Banks slow to adjust rates after CBK’s order

Economy · Tania Wanjiku · April 3, 2025
Banks slow to adjust rates after CBK’s order
The Central Bank of Kenya. PHOTO/ Nairobi Business Monthly

In a recent development, Kenya’s banking sector has shown a mix of responses to the Central Bank of Kenya’s (CBK) order to reduce lending rates.

Despite pressure and the threat of daily fines from the regulator, only a handful of banks have complied by adjusting their rates, sparking debate on the effectiveness of the new regulations.

Between August 6 and February 5, the CBK implemented four cuts to the benchmark rate, reducing it by 2.25 percentage points from 13 percent to 10.75 percent.

However, of the 38 banks in the country, only five- Citibank NA Kenya, Absa Bank, Standard Chartered Bank of Kenya, Victoria Commercial Bank, and Stanbic Bank Kenya—took action to lower their lending rates by the full amount.

This lag in rate reductions comes despite the CBK’s warnings that it would impose daily fines on banks failing to adhere to the new policy.

While some banks like Access Bank, Premier Bank, and Cooperative Bank have raised their lending rates, others have made more modest adjustments.

Nineteen banks reduced their lending rates by smaller margins, between 0.01 percent and 1.55 percent. In a few cases, banks made cuts in March, but these numbers have not yet been reflected in CBK's latest filings.

The reluctance to implement deeper cuts can be attributed to the high cost of locked-in deposits, which banks have argued prevents them from lowering rates quickly.

In response to this, Kenya Bankers Association (KBA) chairman John Gachora has raised concerns over the loan-pricing formula.

Gachora, also the managing director of NCBA, emphasized that the existing pricing formula, which is based on a bank’s base rate and a borrower’s risk profile, has led to variations in interest rates across different banks.

“What is clear is that risk-based pricing needs a little bit of streamlining to remove some of the concerns. Banks have done a lot of work to reduce interest rates, but it is not very visible because each of us has a different rate,” he told Business Daily.

The high cost of borrowing has had a negative effect on consumer behavior, with businesses refraining from expanding and consumers avoiding loans.

The decline in private sector credit, which hit a 22-year low in December, has been blamed on the expensive lending rates.

The hope is that the current rate cuts will encourage borrowing, stimulate economic activities, and create a favorable environment for investment and consumption in the coming months.

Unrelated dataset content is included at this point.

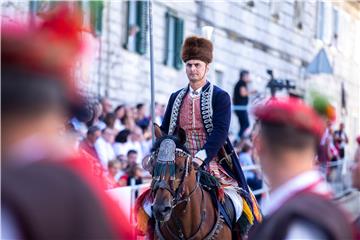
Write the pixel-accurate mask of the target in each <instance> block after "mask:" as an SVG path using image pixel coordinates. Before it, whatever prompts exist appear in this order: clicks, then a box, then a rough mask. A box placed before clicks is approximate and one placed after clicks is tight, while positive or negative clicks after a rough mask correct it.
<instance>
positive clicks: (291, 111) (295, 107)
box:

Standard Chartered Bank Kenya’s CEO, Kariuki Ngari, echoed Gachora’s sentiments, suggesting that lenders need to ensure their rates move more closely in line with the CBK’s benchmark rate.

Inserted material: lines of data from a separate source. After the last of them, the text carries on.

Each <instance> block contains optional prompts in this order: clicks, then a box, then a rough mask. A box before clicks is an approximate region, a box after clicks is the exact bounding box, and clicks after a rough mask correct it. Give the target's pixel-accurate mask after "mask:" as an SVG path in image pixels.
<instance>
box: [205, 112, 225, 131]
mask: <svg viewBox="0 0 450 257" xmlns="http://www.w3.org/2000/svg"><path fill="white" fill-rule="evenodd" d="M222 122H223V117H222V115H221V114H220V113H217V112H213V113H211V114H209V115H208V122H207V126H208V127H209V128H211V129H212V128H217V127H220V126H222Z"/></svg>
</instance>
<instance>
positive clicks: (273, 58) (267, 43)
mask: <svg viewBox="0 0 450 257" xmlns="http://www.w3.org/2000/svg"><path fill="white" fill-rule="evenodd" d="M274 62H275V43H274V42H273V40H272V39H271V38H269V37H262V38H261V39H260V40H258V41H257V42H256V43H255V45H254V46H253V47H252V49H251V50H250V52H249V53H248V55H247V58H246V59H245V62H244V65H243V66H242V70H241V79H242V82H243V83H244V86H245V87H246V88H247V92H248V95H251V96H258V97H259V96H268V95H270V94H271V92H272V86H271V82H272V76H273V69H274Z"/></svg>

“Last year, interest rates were only moving in one direction which was up, now interest rates are coming down, we have to go back to the model and see whether the adjustment is as fast as that of the CBR and what needs to be done if it isn’t the case,” Ngari noted.

Following the CBK’s warning in February, some of the country’s largest banks, including Equity Bank, KCB Bank, and Co-operative Bank, made adjustments to their lending rates.

Equity Bank cut its reference rate from 17.39 percent to 14.39 percent, KCB reduced its rate from 16.6 percent to 14.6 percent, and Co-op Bank lowered its benchmark rate to 14.5 percent from 16.5 percent.

Despite these changes, the impact of reduced borrowing costs remains uncertain.

Bank profits, however, have continued to rise, with some top banks announcing record dividends to shareholders, buoyed by high lending rates.